En août 1848, il se marie avec Huberte de Croy. Il est fait chevalier de la Légion d’honneur en 1861. L’année suivante, il laisse la conduite de l’exploitation minière à l’ingénieur en chef Marsaut et installe le siège social de la compagnie à Nîmes, où il s’établit lui-même, se consacrant désormais à la direction commerciale. Il développe aussi les institutions sociales : des caisses de secours et de retraite, des pensions ou des indemnités en cas d’accident. Il occupe un siège d’administrateur à la Société des Aciéries de Firminy, à la Compagnie des produits chimique d’Alès et de la Camargue et à la société des mines de Mokta El Hadid (dans l’est de l’Algérie).

Il reste en relation avec l’École sociétaire. Au milieu des années 1860, François Barrier et Jean-Baptiste Noirot s’efforcent de réorganiser le mouvement fouriériste. Ils envisagent en 1866 la création d’un nouveau périodique et adressent à leurs condisciples un courrier dans lequel ils leur demandent de préciser l’aide qu’ils pourraient apporter à ce projet. Ferdinand Chalmeton indique qu’il est prêt à s’abonner et à prendre une action [5]. On ignore si, lorsque La Science sociale est effectivement lancée, en mars 1867, il honore cet engagement. Dans les années suivantes, il paraît surtout lié au catholicisme social.

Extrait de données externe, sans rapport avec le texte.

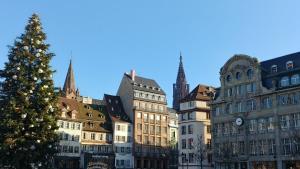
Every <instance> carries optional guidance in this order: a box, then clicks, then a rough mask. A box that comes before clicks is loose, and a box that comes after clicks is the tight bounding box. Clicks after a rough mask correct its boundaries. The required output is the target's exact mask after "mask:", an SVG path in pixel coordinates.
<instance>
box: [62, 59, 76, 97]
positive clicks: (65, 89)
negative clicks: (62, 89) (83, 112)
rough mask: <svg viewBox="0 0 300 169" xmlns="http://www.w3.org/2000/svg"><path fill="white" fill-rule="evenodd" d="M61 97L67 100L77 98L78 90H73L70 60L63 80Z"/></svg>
mask: <svg viewBox="0 0 300 169" xmlns="http://www.w3.org/2000/svg"><path fill="white" fill-rule="evenodd" d="M63 95H64V97H66V98H68V99H76V97H77V96H79V90H78V89H77V90H76V89H75V78H74V72H73V66H72V60H70V64H69V68H68V73H67V76H66V79H65V84H64V88H63Z"/></svg>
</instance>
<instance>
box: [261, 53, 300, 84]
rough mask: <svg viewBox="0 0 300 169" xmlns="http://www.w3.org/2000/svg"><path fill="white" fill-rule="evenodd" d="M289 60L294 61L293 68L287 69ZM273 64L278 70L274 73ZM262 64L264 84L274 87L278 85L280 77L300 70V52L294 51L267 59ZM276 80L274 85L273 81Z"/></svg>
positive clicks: (262, 78) (296, 71)
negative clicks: (286, 65)
mask: <svg viewBox="0 0 300 169" xmlns="http://www.w3.org/2000/svg"><path fill="white" fill-rule="evenodd" d="M288 61H292V62H293V69H291V70H287V69H286V63H287V62H288ZM273 65H276V66H277V72H276V73H272V72H271V67H272V66H273ZM260 66H261V69H262V71H261V76H262V83H263V86H265V87H266V88H269V89H270V88H272V87H278V86H279V82H280V78H281V77H283V76H289V75H291V74H294V73H299V72H300V52H297V53H292V54H289V55H285V56H281V57H277V58H274V59H270V60H266V61H263V62H260ZM274 80H275V85H276V86H273V85H274V84H273V81H274Z"/></svg>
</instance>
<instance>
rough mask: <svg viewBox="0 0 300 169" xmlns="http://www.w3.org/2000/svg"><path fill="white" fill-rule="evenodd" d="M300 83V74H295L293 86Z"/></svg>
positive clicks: (291, 82) (291, 79)
mask: <svg viewBox="0 0 300 169" xmlns="http://www.w3.org/2000/svg"><path fill="white" fill-rule="evenodd" d="M299 83H300V76H299V74H295V75H293V76H292V78H291V84H292V85H296V84H299Z"/></svg>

En juin 1891, une fête est donnée pour les cinquante ans de l’arrivée de Chalmeton à la tête de la compagnie houillère de Bessèges. Le personnel lui offre un buste en marbre, tandis que le pape Léon XIII – qui vient de publier l’encyclique Rerum Novarum, sur la question sociale – lui fait remettre la croix de Saint-Grégoire le Grand. L’évêque de Nîmes, « Mgr Gilly, dont on sait le zèle pour la question ouvrière envisagée catholiquement », commente La Croix, y célèbre une messe, préside le banquet rassemblant les salariés et prononce « un beau discours sur la question ouvrière » [6].

Ferdinand Chalmeton rappelle lors de cette fête de 1891 son ancienne adhésion à la théorie de Fourier.

On a pu dire que j’avais été séduit par les généreuses chimères de ce penseur. Cela est vrai, j’ai espéré, j’espère encore l’amélioration de notre ordre social. Le temps est proche peut-être où l’accord se fera entre toutes les classes et où le travail, le talent, le capital recevront chacun une juste rémunération. C’est pour tâcher d’atteindre ce résultat que je suis resté cinquante ans à la tête de la Compagnie de Bessèges, et, si nos efforts n’ont pas complètement réussi, le succès déjà obtenu prouve que nous n’avons pas poursuivi un but chimérique [7].

Il pratique la participation des salariés aux bénéfices, dont les fouriéristes Jean Leclaire et Jean Baptiste André Godin ont été des pionniers. Cependant, on ne lui connaît aucune relation avec le mouvement fouriériste à partir des années 1870. Inspiré par le catholicisme social. Il fait « construire des églises et des écoles chrétiennes pour sa famille ouvrière » [8]. En 1901, une nouvelle fête – qui commence par une messe – est organisée à Bessèges pour les soixante années de présence de Chalmeton à la tête de l’entreprise [9].

La Croix consacre à Ferdinand Chalmeton une longue nécrologie, alors que l’organe fouriériste La Rénovation ne signale pas son décès. La municipalité de Bessèges attribue le nom de l’ancien directeur de la houillère à une de ses rues.